The Organization contends that it is understood that when an employee is setting on the tracks for hi-railing, it is permissible not to wear a seat belt. The Organization contends that the Claimant testified that he was setting on at the crossing, so a seatbelt wasn’t required. The Organization contends that the penalty was harsh and excessive, and the Claimant should have received at most, a coaching session.
There is no dispute that the Claimant was not wearing his seat belt while operating the vehicle. He admitted as much during his testimony. The Organization maintains that there is an exception for not wearing a seat belt while setting on the hi- rails. While this exception is not listed in the rules, the Carrier does not dispute that it is sometimes permitted. But, in this case, according to the Carrier, the Claimant had more than enough time to set on and yet did not put his seat belt on.

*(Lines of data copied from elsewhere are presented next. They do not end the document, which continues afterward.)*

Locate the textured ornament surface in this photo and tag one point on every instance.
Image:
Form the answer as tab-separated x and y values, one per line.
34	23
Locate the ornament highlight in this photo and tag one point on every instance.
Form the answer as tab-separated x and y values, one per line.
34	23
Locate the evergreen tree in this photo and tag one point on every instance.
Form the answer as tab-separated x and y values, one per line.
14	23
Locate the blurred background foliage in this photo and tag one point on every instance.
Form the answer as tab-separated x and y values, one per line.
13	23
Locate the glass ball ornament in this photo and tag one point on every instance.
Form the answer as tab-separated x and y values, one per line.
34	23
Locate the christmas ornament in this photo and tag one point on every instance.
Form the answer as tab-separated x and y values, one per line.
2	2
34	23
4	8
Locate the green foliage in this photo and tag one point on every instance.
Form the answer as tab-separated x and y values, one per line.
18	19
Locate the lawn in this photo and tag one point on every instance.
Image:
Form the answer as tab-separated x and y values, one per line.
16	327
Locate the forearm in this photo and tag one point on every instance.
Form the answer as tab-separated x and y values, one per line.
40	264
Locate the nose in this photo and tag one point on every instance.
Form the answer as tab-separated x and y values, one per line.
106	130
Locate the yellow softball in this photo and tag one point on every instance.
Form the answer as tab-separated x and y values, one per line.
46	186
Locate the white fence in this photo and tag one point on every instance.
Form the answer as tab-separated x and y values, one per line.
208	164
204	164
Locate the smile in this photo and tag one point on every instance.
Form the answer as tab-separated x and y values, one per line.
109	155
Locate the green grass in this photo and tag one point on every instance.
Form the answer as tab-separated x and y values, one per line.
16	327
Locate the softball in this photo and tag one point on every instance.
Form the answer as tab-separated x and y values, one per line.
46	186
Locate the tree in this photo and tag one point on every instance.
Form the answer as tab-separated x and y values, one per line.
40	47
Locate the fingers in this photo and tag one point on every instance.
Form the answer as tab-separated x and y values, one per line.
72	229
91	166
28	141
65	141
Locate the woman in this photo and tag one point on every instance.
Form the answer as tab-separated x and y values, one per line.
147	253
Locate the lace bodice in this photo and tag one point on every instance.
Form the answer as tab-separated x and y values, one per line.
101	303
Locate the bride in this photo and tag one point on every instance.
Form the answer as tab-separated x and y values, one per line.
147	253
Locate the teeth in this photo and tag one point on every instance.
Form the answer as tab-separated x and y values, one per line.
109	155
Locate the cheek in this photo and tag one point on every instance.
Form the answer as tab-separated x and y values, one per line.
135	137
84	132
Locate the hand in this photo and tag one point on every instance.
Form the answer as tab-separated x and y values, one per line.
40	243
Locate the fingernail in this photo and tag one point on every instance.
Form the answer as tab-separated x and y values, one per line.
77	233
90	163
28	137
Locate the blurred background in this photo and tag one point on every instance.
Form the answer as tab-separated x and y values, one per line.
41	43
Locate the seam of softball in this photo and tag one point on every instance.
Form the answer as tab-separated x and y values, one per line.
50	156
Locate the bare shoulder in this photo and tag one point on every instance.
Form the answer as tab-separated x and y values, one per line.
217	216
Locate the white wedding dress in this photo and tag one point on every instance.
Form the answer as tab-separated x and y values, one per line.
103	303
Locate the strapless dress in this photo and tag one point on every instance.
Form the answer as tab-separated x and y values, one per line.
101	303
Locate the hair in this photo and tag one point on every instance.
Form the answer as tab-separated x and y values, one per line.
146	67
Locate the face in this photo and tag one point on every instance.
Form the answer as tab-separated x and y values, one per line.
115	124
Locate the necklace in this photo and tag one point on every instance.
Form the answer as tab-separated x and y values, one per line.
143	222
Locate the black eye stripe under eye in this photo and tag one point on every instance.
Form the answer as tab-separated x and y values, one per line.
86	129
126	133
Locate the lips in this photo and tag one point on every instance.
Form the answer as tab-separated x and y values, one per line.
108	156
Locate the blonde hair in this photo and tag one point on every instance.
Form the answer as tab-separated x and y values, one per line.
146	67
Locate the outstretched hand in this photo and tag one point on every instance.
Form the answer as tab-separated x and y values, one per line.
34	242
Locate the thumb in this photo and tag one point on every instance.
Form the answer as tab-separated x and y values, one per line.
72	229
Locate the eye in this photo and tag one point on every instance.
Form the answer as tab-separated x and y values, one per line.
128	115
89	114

The Carrier provided substantial evidence of Claimant’s failure to wear a seat belt while operating a Carrier vehicle. Claimant admitted as such. But the Organization has not shown that any exception to the rules applied to this situation. The penalty imposed was consistent with the Carrier’s PEPA policy, and was therefore, neither arbitrary nor capricious.
Claim denied.
This Board, after consideration of the dispute identified above, hereby orders that an Award favorable to the Claimant(s) not be made.
NATIONAL RAILROAD ADJUSTMENT BOARD
By Order of Third Division Dated at Chicago, Illinois, this 6th day of January 2021.